RET-driven cancers affect nearly 10,000 patients annually in the United States and European Union, and patients who progress following treatment with a selective RET inhibitor remain particularly underserved,” said Alexander Drilon, MD, chief of the Early Drug Development Service at Memorial Sloan Kettering Cancer Center, in a statement. “While we continue to evaluate TPX-0046, the initial preliminary data are encouraging, with a generally tolerable safety profile and early signals of activity.”

A total of 21 patients in the study SWORD-1 were treated with the investigational RET inhibitor between December 2019 and March 10, 2021, 10 of whom have non–small cell lung cancer (NSCLC), and 11 of whom have medullary thyroid carcinoma (MTC). Three of the patients in the NSCLC cohort were naïve to treatment with a RET tyrosine kinase inhibitor (TKI) but they had received prior platinum-based chemotherapy and immunotherapy, and 7 patients in the cohort were previously treated with a RET TKI. In addition, 2 patients with MTC had never received a RET TKI, and 9 had.

Of the patients who had received prior RET inhibition, 56% had received more than 1 prior TKI. At baseline, 91% of patients had an ECOG performance status of 1, and the majority had received 3 or more prior therapies.

Fourteen patients from the study were evaluated for efficacy. The evaluable patients had measurable disease at baseline along with at least 1 post-baseline assessment per RECIST v1.1. The group included 3 patients with NSCLC who were TKI-naïve, 3 with MTC who were TKI-naïve, 4 with NSCLC who were pretreated with a TKI, and 6 patients with MTC who were pretreated with a TKI.

Four of the TKI-naïve patients had tumor regressions of –42%, –37%, –23%, and –3%. Notably, 2 patients showed a tumor regression with the 30 mg once daily dose of TPX-0046 and achieved a partial response lasting 5.6 and 5.8+ months. Three of the patients who experienced a tumor regression remained on TPX-0046 awaiting their next scan, according to the press release.

Tumor regressions of –44%, –27%, and –17% were also observed in 3 of the 9 patients who were previously treated with a TKI. All of the patients in the group remained on treatment while awaiting their next scan.

Overall, 50% of the evaluable population remained on treatment. The median duration of treatment ranged from 5.1 weeks to more than 51 weeks.

Dosing of the investigational RET inhibitor started at 10 mg once daily and went up to 30 mg once daily. The drug was mainly well tolerated, and grade 1/2 dizziness was the most common treatment-emergent adverse event (TEAE). The maximum tolerated dose of TPX-0046 was not determined and dose-limiting toxicity of grade 2 gait disturbance was observed in a patient who received the 30 mg once-daily dose of the agent.

Overall, TEAEs occurred in more than 20% of patients. The most common TEAEs observed included dizziness (43%) and fatigue (38%).

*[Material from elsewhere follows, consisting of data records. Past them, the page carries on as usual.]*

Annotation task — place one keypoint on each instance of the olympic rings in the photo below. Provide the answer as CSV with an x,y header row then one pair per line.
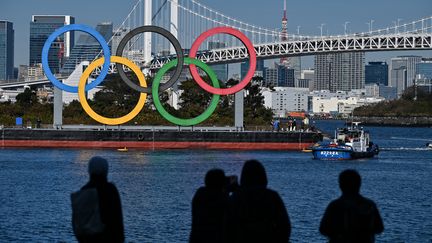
x,y
179,121
252,59
171,38
91,112
84,28
192,61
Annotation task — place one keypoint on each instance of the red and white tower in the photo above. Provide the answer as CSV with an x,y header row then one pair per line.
x,y
284,32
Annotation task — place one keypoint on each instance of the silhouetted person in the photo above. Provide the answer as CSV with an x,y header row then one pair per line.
x,y
209,207
109,203
351,218
256,214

Other TEAEs seen in patients treated with TPX-0046 were alkaline phosphatase increase, constipation, decreased appetite, dry mouth, hyperphosphataemia, lipase increase (29% each); and alanine aminotransferase (ALT) increase, dehydration, and muscular weakness (24% each).

Few dose reductions and treatment discontinuations occurred in the study.

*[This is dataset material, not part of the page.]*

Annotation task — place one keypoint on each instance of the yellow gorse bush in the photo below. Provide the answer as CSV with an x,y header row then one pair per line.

In terms of treatment-related AEs (TRAEs), the majority were either grade 1 or 2, and none were grade 4 or 5. Additionally, no treatment-related grade 3 or higher ALT or aspartate aminotransferase elevations, any-grade hypertension, hemorrhagic events, or QT prolongation events were observed. There was also no interstitial lung disease or pneumonitis.

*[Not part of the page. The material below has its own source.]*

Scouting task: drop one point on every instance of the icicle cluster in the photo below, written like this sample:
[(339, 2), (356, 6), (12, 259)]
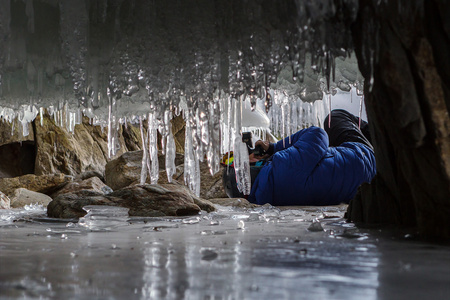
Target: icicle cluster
[(147, 60)]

Available pharmacokinetic data of TPX-0046 showed that exposure to the drug increases in a dose-dependent manner.

“Given the encouraging data we have seen, we plan to modify the SWORD-1 study to include a dose-expansion portion utilizing additional clinical sites,” said Mohammad Hirmand, MD, executive vice president, and chief medical officer of Turning Point Therapeutics, in the press release. “We look forward to advancing our development of TPX-0046 in both the RET-positive TKI-naïve and less heavily pretreated TKI-pretreated settings.”


Turning Point Therapeutics announces initial clinical data from phase 1/2 SWORD-1 study of RET inhibitor TPX-0046. News release. Turning Point Therapeutics. April 7, 2021. Accessed April 7, 2021.